Del resto, fino a quel momento Sallemi ha dichiarato di avere agito da solo. Ed è proprio su questo che nella sala colloqui della casa circondariale Cavadonna di Siracusa provano a farlo riflettere la madre, il fratello e la moglie: «Non posso dirgli che c’era anche Tizio con me. Dirò che l’ho chiamato per andarmi a prendere un caffè – dice il custode – Le cartucce le tenevo in mano, ci sono stato tre secondi per caricare il coso. Una fucilata per ascoltare sempre quello più grande, perché a me era venuta l’idea di tirare due fucilate nella mia macchina». Alla domanda sul perché abbia deciso di farlo, risponde la madre con una sola, misteriosa, frase: «Perché lui in quel momento ha capito che c’era un tradimento e gli è venuta l’esasperazione». Nello stesso carcere, poco dopo, arriva anche Luciano Giammellaro. La mattina del 28 febbraio gli fanno visita la compagna e il figlio. Dopo i convenevoli, l’anziano va al dunque: «Gli ho detto all’avvocato che io voglio fare una dichiarazione, gli voglio dire la verità: io ero nel bar che mi stavo mangiando un panino, mi sono arrivate le chiamate, io sono arrivato là, quello (Sallemi, ndr) si è innervosito e io me ne sono scappato che mi ero spaventato, ecco», dice facendo gesti che esprimono perplessità.

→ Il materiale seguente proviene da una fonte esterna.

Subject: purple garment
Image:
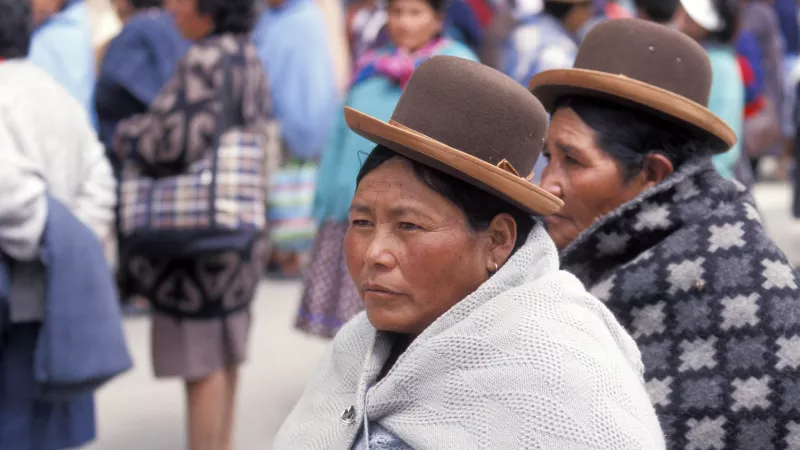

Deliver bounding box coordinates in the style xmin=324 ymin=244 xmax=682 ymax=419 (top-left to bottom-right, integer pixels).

La stessa che la compagna di Gemmellaro esprime agli inquirenti nel riportare questa versione, per come l’ha sentita al colloquio, credendoci poco persino lei. Solo di una cosa sembra essere certa: dello stupore di amici e conoscenti per una «legge che sta difendendo i ladri, i delinquenti». Circa una settimana prima, sempre lei viene intercettata mentre è in macchina con la figlia: «Domani ci prendiamo un dispiacere», dice la giovane, in merito al timore per gli gli esiti dell’autopsia sui cadaveri di Casella e Saraniti che il medico legale sta effettuando proprio in quel momento, parallelamente agli accertamenti sulla balistica. «Certo, se ora Luciano gli risulta… – risponde la compagna di Giammellaro – Lui dice che non è stato ma la cosa la vedo brutta, stanno rischiando che si fanno l’ergastolo tutti e due, perché i morti ci sono».